Neil Young wrote and performs a tune entitled Just Singing A Song Won't Change the World. He makes a great point, doesn't he? However, Neil himself also says, "Even so, I will keep on singing."
I feel the same way about reading good books on Catholic faith.
Although just reading a book may not change the world in one shot, it may help change it one person at a time. That has been my experience, at least. Some believe that reading the Bible alone is enough. But I wouldn't be a Catholic if I thought that was true.
I've been reading my friend John C.H. Wu's book, Beyond East and West. John shares a lot in this 364-page autobiographical sketch. What follows is a little fragment from an essay written by Monsignor Frederick Charles Kolbe that John shares with his readers and which I will now share with you. Monsignor Kolbe, you have the floor.
From the essay, The Art of Life
The light that enlighteneth every man coming into this world must have shown with special strength into the souls of those who so earnestly felt after Truth, Goodness, and Beauty, which, whether they knew it or not, is God. And every human response to this Divine shining is of the nature of Faith.

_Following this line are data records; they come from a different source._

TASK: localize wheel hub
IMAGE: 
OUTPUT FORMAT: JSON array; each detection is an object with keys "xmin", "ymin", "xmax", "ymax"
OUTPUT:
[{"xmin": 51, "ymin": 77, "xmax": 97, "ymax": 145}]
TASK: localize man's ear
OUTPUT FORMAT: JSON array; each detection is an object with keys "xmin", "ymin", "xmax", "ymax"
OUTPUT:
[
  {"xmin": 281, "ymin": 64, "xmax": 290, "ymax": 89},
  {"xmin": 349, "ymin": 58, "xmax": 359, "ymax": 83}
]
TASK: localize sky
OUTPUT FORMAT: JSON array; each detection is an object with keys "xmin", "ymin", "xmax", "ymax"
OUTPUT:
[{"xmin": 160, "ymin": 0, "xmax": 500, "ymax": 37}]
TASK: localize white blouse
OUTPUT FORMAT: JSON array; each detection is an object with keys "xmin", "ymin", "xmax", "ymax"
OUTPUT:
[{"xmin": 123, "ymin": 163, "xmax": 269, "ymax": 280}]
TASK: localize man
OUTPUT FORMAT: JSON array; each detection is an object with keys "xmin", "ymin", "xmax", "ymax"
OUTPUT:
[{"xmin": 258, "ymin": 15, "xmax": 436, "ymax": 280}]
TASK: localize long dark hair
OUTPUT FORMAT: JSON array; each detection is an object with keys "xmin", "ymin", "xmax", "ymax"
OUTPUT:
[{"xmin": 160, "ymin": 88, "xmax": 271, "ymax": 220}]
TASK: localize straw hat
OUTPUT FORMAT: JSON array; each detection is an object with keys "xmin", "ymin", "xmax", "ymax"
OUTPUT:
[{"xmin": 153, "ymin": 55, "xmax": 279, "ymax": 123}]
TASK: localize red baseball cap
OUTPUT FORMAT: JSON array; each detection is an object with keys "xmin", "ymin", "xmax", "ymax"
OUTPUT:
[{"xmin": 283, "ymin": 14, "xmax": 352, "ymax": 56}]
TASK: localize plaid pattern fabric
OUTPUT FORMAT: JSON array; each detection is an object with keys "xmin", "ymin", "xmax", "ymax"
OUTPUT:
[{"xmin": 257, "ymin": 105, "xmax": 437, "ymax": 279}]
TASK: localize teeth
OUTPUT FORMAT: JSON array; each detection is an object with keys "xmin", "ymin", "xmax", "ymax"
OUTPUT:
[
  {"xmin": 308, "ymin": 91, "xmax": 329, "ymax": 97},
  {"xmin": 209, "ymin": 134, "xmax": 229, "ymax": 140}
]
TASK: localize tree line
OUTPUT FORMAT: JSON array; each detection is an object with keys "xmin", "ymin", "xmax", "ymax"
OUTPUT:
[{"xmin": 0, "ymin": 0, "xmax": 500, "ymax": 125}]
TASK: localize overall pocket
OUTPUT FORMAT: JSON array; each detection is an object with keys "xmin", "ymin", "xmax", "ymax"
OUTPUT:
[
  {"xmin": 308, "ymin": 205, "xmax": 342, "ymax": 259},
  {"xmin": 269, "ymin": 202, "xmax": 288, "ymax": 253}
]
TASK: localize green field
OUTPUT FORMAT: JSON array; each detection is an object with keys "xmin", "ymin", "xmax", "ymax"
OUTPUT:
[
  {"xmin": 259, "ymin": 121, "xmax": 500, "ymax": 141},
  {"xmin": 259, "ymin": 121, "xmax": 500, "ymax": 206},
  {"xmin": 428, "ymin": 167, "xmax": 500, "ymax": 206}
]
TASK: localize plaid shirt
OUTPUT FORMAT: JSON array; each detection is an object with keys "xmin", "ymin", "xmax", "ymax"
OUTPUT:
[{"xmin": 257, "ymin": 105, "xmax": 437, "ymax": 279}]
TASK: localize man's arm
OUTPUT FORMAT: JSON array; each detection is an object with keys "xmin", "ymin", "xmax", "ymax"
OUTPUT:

"The Spirit of the Lord hath filled the whole earth," and I cannot but think that it is with some degree of the virtue of faith helping their natural insight that such men as Buddha, and Plato reached their moral level. There is something very touching in these early efforts after perfection, and like all early art, they sometimes produce simple effects which are beyond our reach in these more conscious days.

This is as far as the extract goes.